Trotz aller Proteste in der burundischen Bevölkerung, trotz der Kritik und Missbilligung der internationalen Gemeinschaft hat er es geschafft: Pierre Nkurunziza hat seine Kandidatur für eine dritte Amtszeit durchgezogen. Die Wahlen wurden im Handumdrehen organisiert. Abgestimmt wurde in einem Klima der Anspannung und Angst, Menschenrechte wurden missachtet.

Nkurunzizas Gegner müssen sich jetzt beugen und nach einer (Er-)Lösung suchen. Die Opposition und andere Akteure debattieren über mögliche Auswege. Aber von einem Konsens - oder gar einer Einigung - sind sie weit entfernt.

Dazu kommt das Zaudern der Vermittler, die zunächst energisch eingeschritten waren, nur um sich schließlich an der Verlogenheit der Regierung die Zähne auszubeißen. Denn die denkt gar nicht daran, das Flehen des Volkes zu erhören.

Nachlese

Rette sich, wer kann! - so lautet die Devise in diesem Chaos. Allianzen werden geschmiedet und wieder aufgelöst, je nachdem, woher gerade der Wind weht und wer die Oberhand hat. Lösungsansätze werden entwickelt, von denen einer flüchtiger, illusorischer oder waghalsiger ist als der andere. Und die ganze Zeit drängt die Frage: Wie konnte es nur soweit kommen? Zu viel Blut ist schon geflossen, zu viele Menschen wurden ermordet oder verhaftet, zu viele unschuldige Bürger in die Flucht getrieben. Wie viele Einschüchterungsversuche, Erniedrigungen und Entbehrungen muss das burundische Volk noch hinnehmen? Und wer trägt die Schuld? Der Machthaber oder seine unfähigen Herausforderer? Schon wird miteinander abgerechnet: mal anklagend, mal rechtfertigend, mal schuldbewusst wie reuige Sünder.

Unsichere Zukunft

Wie kann die Antwort auf die derzeitige Situation lauten? Soll eine Übergangsregierung her, eine Regierung der nationalen Einheit, ein Rat, der die Einhaltung des Arusha-Abkommens und die Unabhängigkeit des burundischen Rechtsstaats überwacht? (Anm. d. Red.: Ein solcher Rat wurde am 2.8.2015 in Addis Abeba von der Exil-Opposition gegründet). Oder bleibt nur der bewaffnete Kampf bis ans bittere Ende? Ein Staatsstreich? Weitere Verhandlungen wären eine Option - aber wer soll sie führen?
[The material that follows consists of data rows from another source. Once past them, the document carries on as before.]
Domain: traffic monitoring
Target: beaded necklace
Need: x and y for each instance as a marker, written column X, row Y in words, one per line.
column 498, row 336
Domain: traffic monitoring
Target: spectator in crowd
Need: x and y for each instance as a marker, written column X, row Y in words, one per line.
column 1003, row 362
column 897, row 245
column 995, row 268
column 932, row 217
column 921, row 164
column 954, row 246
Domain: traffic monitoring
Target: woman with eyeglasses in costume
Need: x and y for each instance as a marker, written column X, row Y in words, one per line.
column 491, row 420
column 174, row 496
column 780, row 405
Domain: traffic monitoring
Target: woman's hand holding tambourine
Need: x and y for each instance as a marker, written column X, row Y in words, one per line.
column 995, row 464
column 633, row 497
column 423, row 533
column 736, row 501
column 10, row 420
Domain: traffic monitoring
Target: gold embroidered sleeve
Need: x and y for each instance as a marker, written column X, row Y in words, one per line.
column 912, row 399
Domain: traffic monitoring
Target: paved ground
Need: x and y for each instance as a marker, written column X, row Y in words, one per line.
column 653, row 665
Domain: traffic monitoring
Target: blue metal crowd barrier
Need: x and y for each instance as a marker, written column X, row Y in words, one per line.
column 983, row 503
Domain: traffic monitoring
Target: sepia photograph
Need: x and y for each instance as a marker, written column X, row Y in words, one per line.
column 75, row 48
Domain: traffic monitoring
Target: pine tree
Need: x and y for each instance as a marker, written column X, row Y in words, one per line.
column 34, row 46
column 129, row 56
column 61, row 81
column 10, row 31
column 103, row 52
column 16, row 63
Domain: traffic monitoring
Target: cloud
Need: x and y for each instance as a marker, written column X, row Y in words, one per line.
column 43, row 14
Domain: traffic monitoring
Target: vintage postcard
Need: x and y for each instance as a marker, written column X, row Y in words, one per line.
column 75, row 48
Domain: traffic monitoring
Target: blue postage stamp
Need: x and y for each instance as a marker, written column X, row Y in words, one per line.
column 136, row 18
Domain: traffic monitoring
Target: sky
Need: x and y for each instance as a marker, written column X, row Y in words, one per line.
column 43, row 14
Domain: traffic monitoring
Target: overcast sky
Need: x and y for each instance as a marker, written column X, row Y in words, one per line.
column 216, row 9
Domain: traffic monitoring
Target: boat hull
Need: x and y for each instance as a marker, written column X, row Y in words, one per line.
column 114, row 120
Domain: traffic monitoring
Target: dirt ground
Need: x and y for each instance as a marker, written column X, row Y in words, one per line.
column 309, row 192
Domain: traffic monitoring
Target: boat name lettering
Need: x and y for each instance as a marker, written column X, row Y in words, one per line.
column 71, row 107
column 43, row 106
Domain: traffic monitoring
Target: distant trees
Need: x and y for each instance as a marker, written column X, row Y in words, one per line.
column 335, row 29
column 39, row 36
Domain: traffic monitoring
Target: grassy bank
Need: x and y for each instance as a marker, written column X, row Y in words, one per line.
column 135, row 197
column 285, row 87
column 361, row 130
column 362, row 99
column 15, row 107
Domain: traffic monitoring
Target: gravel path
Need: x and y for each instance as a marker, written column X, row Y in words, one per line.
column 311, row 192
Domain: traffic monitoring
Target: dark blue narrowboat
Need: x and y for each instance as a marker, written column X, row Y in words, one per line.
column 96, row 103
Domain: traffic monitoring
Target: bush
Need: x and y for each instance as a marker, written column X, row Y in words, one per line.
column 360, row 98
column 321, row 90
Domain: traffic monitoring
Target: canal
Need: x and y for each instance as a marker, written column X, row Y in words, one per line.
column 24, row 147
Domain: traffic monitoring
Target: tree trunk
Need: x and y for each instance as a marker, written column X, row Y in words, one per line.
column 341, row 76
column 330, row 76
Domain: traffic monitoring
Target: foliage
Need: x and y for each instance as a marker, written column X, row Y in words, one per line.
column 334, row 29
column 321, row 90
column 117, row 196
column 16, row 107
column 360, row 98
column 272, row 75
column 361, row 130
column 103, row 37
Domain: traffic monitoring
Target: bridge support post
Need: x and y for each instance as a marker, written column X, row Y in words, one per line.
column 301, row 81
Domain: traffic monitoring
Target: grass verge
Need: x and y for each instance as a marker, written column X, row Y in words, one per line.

Oder wären weitere internationale Sanktionen angebracht, um der arroganten Mafia der Machthaber in Bujumbura die Luft abzuschnüren?

All diese Lösungen haben zwei Dinge gemeinsam: Auf der einen Seite die Wut über den offenkundigen Bruch der Verfassung durch eben diejenigen, die dem Schutz des Grundgesetzes verpflichtet sein sollten. Auf der anderen Seite die Abwesenheit einer geschlossenen Opposition, die die verschiedenen Initiativen zusammenführen und ihnen Gehör verschaffen könnte.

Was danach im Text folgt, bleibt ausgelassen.